Long before the other elves had learned what the world was really like, she had known. She had seen the coming bloodbath and she had tried to warn them.
And no one had believed her.
Sometimes that thought could still outrage her. Mostly now it just amused her.
She had tried everything to get their attention. She had prophesied, she had seduced, she had used her great beauty to get the attention of princes, of the Everqueen herself. No one had taken her warnings seriously, because they had not wanted to. Their world was golden and it was ending and they had wilfully blinded themselves to its coming destruction. They had been taken by surprise when the daemons of Chaos came and the Old Ones had fled or been destroyed.
None of the people who had refused to believe her were alive now and she was. She would live forever and she would remake this world in her own image. The day would soon be here when she was a goddess and these barbarians would help her bring that dawn.
The huge metallic arm of a daemon-forged siege engine sent an enormous boulder arcing towards her. The rock hit the ground a hundred strides ahead of where she stood, bounced forward and came to rest not too far from her feet. It was close enough so that she could see the cursed runes scratched on it. Behind her, her legion moaned with anticipatory terror. She knew they only stood their ground because she did.
They were among those who worshipped her and adored her as something like divine. But that was not what she wanted. She did not wish merely for the empty gratification of her ego, although she enjoyed it. She desired the real, actual power of a god and she knew how to get it. All she had to do was destroy Caledor’s masterwork, the Vortex.
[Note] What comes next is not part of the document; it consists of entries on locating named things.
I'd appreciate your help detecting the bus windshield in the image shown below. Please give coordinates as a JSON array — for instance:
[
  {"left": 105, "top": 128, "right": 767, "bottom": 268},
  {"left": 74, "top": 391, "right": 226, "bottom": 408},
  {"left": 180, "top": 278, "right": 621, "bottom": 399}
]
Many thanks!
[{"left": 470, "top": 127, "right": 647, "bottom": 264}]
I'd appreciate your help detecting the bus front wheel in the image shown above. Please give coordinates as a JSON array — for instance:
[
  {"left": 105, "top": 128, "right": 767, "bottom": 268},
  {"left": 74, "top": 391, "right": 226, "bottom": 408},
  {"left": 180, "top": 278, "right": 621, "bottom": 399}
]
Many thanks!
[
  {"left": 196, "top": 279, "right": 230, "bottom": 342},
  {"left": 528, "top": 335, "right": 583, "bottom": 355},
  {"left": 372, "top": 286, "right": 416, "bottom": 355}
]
Her visions had shown her that too. In the beginning, the knowledge had horrified her. She had thought that daemons sent them. She thought what she saw was evil beyond imagining, but over the long lonely years she had come to see the power of the daemons as well as their horror. She had realised that they too could be manipulated and used and bound to her will.
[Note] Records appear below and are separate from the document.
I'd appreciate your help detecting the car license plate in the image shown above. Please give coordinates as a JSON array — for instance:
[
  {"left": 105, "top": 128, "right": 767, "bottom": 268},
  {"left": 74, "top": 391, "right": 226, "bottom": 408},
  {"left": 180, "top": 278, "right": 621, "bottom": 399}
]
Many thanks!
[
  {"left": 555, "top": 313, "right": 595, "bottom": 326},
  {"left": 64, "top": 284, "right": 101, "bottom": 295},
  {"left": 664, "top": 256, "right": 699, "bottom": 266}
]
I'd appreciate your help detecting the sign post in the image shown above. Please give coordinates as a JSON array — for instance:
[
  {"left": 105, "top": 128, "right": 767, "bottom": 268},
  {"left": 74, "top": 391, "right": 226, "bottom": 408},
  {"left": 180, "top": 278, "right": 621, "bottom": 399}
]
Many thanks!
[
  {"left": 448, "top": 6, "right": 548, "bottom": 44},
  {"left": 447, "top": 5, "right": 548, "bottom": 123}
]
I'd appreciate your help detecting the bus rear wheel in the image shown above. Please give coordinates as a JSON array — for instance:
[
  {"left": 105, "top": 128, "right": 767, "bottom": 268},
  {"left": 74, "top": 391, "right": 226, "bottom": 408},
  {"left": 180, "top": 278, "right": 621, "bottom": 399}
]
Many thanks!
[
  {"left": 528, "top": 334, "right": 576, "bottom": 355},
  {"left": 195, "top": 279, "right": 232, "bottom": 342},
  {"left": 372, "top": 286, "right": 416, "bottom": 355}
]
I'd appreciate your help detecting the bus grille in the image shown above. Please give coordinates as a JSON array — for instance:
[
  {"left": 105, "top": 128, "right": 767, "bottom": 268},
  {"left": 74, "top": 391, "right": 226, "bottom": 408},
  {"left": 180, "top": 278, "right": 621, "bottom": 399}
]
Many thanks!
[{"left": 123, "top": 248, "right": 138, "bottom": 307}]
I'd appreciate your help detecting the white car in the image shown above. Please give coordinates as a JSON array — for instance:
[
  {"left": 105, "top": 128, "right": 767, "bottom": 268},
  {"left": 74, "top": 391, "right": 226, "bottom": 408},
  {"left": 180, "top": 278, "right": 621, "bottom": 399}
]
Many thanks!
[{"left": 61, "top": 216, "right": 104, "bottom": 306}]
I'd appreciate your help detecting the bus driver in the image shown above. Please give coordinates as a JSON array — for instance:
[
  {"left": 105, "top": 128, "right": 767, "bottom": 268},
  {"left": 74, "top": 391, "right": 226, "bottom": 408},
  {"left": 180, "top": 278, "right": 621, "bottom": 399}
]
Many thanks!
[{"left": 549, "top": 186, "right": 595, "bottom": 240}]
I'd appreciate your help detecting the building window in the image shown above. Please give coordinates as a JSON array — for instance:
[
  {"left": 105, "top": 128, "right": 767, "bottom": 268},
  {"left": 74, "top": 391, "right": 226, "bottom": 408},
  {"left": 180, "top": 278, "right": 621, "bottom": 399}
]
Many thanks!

Knowing the end was coming, she had prepared for it. She had sought out all manner of forbidden knowledge. She had made pacts with the enemies of her people while the sun still shone and the invasion was merely the tiniest cloud on the horizon. If her folk would not help themselves, the best she could do was ensure her own survival.
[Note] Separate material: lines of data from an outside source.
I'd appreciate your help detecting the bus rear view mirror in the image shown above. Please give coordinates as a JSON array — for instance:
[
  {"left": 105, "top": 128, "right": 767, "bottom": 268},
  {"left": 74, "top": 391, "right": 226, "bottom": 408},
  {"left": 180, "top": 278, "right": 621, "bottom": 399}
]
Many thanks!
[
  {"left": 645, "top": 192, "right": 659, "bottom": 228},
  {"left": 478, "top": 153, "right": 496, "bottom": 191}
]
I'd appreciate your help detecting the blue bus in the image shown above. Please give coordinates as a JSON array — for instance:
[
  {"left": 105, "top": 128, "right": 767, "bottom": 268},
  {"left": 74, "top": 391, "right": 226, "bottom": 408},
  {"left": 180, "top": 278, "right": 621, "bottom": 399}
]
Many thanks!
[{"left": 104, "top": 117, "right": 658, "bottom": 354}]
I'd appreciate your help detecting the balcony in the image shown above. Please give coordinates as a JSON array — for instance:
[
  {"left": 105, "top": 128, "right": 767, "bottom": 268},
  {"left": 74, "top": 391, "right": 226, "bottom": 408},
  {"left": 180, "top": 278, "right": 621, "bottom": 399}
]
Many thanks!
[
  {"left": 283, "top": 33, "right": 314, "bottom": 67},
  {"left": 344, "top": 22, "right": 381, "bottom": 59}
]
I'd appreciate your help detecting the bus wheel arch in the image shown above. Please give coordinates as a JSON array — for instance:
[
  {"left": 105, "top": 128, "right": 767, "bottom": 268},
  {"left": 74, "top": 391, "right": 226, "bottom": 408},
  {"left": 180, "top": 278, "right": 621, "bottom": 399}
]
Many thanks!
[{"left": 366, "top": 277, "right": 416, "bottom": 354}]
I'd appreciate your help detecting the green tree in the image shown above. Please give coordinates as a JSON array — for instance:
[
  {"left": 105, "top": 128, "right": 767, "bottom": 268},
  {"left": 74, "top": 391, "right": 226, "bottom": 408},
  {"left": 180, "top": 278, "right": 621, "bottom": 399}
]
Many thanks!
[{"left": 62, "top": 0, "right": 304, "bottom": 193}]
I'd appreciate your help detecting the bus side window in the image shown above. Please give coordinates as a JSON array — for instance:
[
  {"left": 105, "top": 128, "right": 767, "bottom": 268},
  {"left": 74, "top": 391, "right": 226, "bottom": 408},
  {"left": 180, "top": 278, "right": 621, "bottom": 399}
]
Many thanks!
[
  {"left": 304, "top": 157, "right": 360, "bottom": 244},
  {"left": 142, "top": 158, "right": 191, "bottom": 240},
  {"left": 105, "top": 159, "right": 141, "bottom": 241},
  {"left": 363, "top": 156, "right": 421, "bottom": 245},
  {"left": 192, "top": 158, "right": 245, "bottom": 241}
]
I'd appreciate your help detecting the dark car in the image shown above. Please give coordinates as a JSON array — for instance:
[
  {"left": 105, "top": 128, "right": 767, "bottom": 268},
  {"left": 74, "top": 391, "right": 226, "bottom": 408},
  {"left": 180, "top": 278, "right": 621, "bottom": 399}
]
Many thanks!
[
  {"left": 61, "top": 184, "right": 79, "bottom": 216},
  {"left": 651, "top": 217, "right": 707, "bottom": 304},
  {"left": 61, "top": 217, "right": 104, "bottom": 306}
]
It was strange how in all of those tormenting visions she had never seen Aenarion. Perhaps if she had, things might have been different. She might have been different. But she had already walked a long way down a dark road when she met him and it was far too late to turn back, even if she had really wanted to.
He was famous then and mighty beyond all others, a grim, mortal god with haunted eyes. He had believed in her visions too. It was easy then, for they had all come true. And oddest of all, he had not wanted her. He did not abase himself before her beauty. He looked at her and saw just another elf woman.